In a move that could hit Chinese goods, India is planning to restrict import of “inferior” quality solar products, an official said on Monday.
“We are working to impose quality standards on all the imports. We are working on the legal aspects of this, to get that quality order issues so we can restrict poor quality products from being imported here,” said Joint Secretary, New and Renewable Energy, Tarun Kapoor at at The Energy and Resources Institute’s (TERI) flagship project “Lighting a Billion Lives” here.
He said that his ministry is shifting its focus from subsidies to standards and quality solar products including solar panels and services in the market.

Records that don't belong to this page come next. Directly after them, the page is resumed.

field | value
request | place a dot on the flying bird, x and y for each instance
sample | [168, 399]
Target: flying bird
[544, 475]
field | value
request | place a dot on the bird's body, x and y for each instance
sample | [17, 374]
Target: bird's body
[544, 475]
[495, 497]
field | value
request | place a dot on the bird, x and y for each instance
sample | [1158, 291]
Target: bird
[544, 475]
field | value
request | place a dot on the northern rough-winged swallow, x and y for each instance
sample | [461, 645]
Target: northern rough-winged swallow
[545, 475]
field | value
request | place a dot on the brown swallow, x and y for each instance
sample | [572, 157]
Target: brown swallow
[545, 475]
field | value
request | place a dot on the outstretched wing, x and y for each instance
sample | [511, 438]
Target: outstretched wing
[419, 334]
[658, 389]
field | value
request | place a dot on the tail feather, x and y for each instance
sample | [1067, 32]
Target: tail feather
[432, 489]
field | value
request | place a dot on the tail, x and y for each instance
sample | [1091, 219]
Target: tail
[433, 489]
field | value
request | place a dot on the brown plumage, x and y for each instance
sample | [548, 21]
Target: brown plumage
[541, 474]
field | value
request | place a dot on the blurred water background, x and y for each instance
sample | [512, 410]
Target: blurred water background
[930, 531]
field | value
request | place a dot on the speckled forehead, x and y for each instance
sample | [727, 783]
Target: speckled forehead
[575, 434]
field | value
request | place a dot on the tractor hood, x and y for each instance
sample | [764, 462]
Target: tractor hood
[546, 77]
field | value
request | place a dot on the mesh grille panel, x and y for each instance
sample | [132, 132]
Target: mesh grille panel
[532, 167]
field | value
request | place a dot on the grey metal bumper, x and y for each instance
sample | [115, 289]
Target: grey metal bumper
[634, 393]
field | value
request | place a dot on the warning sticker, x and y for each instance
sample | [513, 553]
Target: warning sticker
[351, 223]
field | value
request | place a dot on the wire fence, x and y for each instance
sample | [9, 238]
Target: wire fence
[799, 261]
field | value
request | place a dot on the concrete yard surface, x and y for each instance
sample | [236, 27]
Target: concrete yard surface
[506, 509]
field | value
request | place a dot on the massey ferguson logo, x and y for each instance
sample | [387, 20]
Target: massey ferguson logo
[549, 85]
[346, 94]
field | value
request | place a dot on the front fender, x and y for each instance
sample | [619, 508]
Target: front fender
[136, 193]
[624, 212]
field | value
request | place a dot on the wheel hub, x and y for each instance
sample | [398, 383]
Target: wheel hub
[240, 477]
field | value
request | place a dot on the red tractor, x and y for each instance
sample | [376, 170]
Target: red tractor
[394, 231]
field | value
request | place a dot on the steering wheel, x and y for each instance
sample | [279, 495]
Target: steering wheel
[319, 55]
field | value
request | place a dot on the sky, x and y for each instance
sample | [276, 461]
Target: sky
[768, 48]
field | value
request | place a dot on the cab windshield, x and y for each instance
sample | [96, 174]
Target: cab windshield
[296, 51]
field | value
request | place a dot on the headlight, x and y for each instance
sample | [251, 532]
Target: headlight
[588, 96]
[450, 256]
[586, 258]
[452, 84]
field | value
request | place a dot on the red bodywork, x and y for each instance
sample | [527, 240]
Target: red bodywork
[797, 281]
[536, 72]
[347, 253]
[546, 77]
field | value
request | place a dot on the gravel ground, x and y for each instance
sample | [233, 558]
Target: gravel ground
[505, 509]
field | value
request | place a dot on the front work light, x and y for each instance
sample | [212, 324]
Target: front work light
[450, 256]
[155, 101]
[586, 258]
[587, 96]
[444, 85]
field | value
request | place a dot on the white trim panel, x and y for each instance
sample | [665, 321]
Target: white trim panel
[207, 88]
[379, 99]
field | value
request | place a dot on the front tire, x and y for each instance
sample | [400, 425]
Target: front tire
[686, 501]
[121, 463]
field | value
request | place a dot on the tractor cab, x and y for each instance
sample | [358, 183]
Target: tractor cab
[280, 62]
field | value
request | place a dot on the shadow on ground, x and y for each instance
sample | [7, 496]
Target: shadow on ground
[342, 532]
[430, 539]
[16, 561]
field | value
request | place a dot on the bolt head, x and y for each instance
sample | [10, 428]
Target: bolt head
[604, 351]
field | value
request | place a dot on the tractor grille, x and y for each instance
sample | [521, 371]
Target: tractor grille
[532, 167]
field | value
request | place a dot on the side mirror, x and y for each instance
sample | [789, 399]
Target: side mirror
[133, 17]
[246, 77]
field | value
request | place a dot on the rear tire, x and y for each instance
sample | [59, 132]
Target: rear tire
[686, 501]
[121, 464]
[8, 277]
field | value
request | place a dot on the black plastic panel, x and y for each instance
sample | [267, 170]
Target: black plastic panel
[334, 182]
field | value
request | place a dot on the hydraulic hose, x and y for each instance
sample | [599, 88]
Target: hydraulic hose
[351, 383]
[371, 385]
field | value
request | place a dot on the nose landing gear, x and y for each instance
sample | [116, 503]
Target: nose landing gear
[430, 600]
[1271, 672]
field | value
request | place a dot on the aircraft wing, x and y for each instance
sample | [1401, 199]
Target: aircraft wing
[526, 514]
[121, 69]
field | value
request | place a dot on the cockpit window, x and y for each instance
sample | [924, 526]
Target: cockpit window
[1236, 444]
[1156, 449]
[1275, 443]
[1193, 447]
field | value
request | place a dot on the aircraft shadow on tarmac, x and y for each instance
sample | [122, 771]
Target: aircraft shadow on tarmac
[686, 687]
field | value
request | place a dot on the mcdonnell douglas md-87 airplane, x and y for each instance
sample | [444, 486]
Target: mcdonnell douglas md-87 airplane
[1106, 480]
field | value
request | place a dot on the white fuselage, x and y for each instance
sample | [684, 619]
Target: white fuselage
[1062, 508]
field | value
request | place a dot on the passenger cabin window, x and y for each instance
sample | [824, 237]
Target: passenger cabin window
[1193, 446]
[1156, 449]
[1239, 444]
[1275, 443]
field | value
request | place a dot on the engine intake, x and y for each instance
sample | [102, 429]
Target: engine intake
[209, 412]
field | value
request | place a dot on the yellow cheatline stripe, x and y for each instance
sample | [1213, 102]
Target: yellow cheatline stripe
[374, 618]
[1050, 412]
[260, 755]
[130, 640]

The Indian solar market, which often dubs Chinese panels as ‘e-waste’, had been demanding quality regulation. Inferior quality Chinese solar panels and other solar products, often sporting fake insignia of Indian products, last only a few months. According to Indian entrepreneurs, Chinese products dominate the Indian solar market with 60 percent share, as they are sold more than 50 percent cheaper than Indian solar products.
“MNRC is focusing on standards and quality. We will discontinue the subsidy model, so we will have better quality products in our market,” said Kapoor.
“We have to look at the quality of these products and try to ensure that only good quality product reaches the market. All the stakeholders have to play a role, because the need is to create consciousness.
“People should know that the cheap product are going to last only for a while. While quality solar products work for five years and if they have options to change the battery and services, then a user could extend the age of product to 15 years,” he said.
India’s solar energy programme and market is considered one of the world’s largest and fastest renewable energy programmes. At present India generates around 5,000 MW of solar energy while it targets generating to 100,000 MW by 2022.
“Lighting a Billion Lives” (LaBL), supported by the ministry, aims to connect 10 million people with solar energy by 2018. The convention was jointly organised by TERI, Britain’s department for international development, and Smart Villages, another TERI initiative.
Under the initiative, TERI has created a network of around 100 NGO partners across the country, trained and supported over 250 energy entrepreneurs.